Miguel dice que ha buscado información sobre el amor. No sabemos dónde, pero dice haber encontrado información más que curiosa sobre el amor, el adulterio y las miradas adúlteras. Según él, antiguamente la pena por la mirada adúltera era la muerte. La pena, la pena de verdad, es que no haya encontrada una famosa fotografía de Robert Doisneau titulada La mirada oblicua:
¡Qué bien ilustra las contradicciones del emparejamiento burgués que hemos estudiado!, compuesto por decisiones superficialmente basadas en el amor pero realmente fundado en cálculos económicos, que acababan habitualmente en el desamor y el consiguiente desahogo del varón en el prostíbulo. Eso es lo que nos contó Toulouse-Lautrec en sus bocetos de la "vida alegre" de París:
El ocio burgués (masculino) como fuente del trabajo de las clases populares (femeninas). Yo quisiera que alguien hubiera buscado información sobre la vida y obra de Toulouse-Lautrec, tan relevante de la división social de fines del siglo XIX. Pero a nadie se le ha ocurrido, al menos a fecha de hoy.

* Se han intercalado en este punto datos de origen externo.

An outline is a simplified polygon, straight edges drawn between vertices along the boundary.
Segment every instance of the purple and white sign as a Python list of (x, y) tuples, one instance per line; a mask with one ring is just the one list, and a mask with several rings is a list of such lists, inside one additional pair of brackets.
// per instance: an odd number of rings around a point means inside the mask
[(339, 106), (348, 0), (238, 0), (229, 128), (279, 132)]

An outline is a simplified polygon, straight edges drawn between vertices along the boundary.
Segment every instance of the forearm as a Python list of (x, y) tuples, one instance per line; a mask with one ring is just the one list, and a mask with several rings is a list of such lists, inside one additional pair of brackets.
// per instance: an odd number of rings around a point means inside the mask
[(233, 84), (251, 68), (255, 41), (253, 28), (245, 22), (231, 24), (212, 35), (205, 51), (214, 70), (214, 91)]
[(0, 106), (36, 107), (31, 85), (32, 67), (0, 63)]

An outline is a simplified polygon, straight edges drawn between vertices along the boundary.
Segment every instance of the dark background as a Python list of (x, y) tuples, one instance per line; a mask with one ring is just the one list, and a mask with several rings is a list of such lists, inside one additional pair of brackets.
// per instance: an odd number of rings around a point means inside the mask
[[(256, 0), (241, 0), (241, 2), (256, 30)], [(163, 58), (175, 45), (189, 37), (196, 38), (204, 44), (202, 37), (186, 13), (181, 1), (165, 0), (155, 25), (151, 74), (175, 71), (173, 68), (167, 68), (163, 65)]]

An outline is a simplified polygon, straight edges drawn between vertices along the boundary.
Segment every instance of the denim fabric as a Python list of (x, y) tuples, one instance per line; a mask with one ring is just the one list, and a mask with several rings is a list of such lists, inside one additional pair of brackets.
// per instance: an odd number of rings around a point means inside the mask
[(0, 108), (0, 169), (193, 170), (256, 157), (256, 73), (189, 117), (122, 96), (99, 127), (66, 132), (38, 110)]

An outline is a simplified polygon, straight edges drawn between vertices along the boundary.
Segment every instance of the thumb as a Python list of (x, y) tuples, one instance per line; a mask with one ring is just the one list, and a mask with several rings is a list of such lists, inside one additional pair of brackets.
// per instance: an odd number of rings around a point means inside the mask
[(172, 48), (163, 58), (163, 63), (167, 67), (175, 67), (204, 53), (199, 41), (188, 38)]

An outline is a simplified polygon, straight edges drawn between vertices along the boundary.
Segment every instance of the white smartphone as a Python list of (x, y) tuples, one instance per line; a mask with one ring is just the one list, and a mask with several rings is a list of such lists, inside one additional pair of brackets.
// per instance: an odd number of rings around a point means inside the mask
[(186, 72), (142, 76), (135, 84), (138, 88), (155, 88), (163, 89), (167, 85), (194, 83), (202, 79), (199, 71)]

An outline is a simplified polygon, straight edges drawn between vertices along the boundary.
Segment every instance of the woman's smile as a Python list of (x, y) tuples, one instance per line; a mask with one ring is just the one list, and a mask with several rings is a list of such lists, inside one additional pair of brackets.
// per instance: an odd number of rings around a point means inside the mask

¿Y la tilde? Pues buscadla en la entrada de Miguel  porque yo hay dos tildes que no encuentro (bueno, ocurre en casi todas las entradas de los blogs de mis alumn@s). Se dice que hay miradas que matan. Y hay tildes cuya ausencia adultera el sentido de una palabra ¿Habrá sido asesinada la tilde por la mirada adúltera?

PD: si miráis en las entradas que digo y la ortografía es correcta y están todas las tildes, entonces es que han resucitado... ¡Milagro!